Compliant flooring not the answer to preventing fall-related injuries
Researchers expected that a 25 mm thick, rubber sublayer would decrease injuries due to falls in long-term care.
A resident bedroom with study flooring installed (25 mm thick rubber sublayer with 2 mm thick vinyl overlay).
An SFU team of scientists and patient safety experts from the Fraser Health Authority have been working to prevent a serious health concern for older adults in long-term care – injuries sustained from falls.
Studies using compliant (low-stiffness) flooring in laboratory settings and preliminary studies in clinical settings showed promising results in preventing fall-related injuries. The team was anxious to find out whether a more rigorous, multi-year study in a real-world setting would support the same conclusion.

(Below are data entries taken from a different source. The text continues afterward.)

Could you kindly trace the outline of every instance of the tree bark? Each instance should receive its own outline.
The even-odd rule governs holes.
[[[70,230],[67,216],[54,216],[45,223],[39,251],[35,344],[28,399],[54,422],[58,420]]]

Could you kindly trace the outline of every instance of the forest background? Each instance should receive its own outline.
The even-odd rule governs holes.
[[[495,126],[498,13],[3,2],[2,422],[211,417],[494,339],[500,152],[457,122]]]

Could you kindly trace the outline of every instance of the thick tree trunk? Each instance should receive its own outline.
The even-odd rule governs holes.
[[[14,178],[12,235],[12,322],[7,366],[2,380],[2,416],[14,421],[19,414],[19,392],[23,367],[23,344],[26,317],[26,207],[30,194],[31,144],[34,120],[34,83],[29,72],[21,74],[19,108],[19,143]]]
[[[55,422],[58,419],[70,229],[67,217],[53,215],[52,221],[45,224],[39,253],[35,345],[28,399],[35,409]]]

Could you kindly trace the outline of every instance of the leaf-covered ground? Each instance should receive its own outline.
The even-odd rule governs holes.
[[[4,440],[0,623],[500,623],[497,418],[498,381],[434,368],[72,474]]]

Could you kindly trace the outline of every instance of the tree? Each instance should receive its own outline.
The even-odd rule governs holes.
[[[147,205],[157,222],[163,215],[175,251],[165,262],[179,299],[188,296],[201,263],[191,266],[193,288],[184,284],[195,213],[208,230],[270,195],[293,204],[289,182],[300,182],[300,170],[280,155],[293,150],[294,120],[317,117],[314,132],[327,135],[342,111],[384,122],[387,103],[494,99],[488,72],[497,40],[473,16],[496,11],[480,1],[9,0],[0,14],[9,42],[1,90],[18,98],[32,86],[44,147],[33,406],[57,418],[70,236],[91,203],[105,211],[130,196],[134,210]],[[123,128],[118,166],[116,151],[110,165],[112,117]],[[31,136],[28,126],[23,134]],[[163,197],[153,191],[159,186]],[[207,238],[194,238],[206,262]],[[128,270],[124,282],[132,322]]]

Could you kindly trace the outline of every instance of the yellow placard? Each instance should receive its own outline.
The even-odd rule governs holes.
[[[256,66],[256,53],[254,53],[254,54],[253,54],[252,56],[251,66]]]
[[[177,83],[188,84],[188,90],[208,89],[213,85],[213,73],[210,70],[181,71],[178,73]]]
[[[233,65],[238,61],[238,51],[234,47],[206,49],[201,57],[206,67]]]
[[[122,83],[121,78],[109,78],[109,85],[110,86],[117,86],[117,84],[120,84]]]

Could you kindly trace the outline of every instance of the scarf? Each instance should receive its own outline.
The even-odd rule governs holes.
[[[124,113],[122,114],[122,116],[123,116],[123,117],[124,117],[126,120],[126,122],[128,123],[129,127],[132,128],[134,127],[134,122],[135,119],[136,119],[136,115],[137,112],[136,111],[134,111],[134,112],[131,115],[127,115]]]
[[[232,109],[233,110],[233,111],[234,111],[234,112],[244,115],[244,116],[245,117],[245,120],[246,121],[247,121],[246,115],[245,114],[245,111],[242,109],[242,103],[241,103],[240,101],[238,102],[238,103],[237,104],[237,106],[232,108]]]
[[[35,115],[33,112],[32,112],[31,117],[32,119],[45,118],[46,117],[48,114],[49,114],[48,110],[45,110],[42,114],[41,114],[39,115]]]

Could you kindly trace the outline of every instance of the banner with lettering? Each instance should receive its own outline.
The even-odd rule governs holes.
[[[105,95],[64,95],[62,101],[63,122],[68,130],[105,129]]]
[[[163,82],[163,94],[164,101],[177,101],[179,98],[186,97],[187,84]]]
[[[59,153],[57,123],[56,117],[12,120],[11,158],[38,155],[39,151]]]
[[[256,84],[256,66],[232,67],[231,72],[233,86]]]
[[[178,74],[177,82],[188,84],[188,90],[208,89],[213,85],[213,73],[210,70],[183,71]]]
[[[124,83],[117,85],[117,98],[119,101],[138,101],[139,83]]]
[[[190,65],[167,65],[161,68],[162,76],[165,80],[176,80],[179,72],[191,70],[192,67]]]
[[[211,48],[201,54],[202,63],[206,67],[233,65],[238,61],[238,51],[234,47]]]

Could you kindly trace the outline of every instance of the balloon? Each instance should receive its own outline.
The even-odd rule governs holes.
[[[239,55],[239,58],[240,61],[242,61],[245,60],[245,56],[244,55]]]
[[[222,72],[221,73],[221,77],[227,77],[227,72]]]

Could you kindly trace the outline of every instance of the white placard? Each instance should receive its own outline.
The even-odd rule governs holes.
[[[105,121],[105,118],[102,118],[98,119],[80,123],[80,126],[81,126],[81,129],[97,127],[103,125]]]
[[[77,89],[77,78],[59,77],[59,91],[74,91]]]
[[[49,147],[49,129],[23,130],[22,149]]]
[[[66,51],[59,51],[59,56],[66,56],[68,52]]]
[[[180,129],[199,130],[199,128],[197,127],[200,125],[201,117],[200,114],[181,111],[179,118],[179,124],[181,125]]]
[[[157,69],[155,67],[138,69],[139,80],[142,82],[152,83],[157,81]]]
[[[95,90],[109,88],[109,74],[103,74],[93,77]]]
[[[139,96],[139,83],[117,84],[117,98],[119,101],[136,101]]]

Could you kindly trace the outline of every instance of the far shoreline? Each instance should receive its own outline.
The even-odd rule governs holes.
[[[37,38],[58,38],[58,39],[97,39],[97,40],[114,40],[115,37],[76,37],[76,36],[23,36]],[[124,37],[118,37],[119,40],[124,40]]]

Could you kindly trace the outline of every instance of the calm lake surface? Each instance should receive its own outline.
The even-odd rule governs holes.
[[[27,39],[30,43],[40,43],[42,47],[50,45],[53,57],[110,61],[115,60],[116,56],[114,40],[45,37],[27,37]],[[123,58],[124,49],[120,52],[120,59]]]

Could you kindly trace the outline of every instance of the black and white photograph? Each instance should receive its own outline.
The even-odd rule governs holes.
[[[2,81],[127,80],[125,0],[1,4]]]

The Flooring for Injury Prevention (FLIP) Study saw 150 resident bedrooms at a long-term care home in Burnaby randomly assigned to renovation and installation of either one-inch think compliant flooring or one-inch thick rigid flooring, both covered with identical hospital-grade vinyl. The compliant flooring that was selected for the study reduces impact forces to the hip by about 35 per cent and to the head by about 70 per cent during simulated falls in the laboratory.
After analyzing results of their four-year randomized trial, the team discovered that compliant flooring was not the effective solution they had hoped for.
Lead investigator Dawn Mackey says she was surprised by the results.
“It appears that the impact force reduction provided by the compliant flooring product we studied simply was not large enough to reduce the frequency of fall-related injuries that we could measure in long-term care resident bedrooms.”
The team’s ability to measure injuries may have been impacted by the use of hip protectors, which are effective at preventing hip fractures when worn during falls – hip protectors were worn in more than 40 per cent of falls, resulting in only four hip fractures.
“It may also have been difficult to measure the effect of compliant flooring on concussion,” adds co-author Stephen Robinovitch, of SFU’s Mobility and Injury Prevention Lab, “because of the challenges in separating the effects of concussion from baseline dementia, which was present in 55 per cent of residents.”
The team expects that newer flooring technologies that provide greater reduction in impact force may be effective. They also speculate that it may be useful to pad other surfaces in resident bedrooms in addition to the ground, including walls and edges of furniture.
The study was published in PLOS Medicine.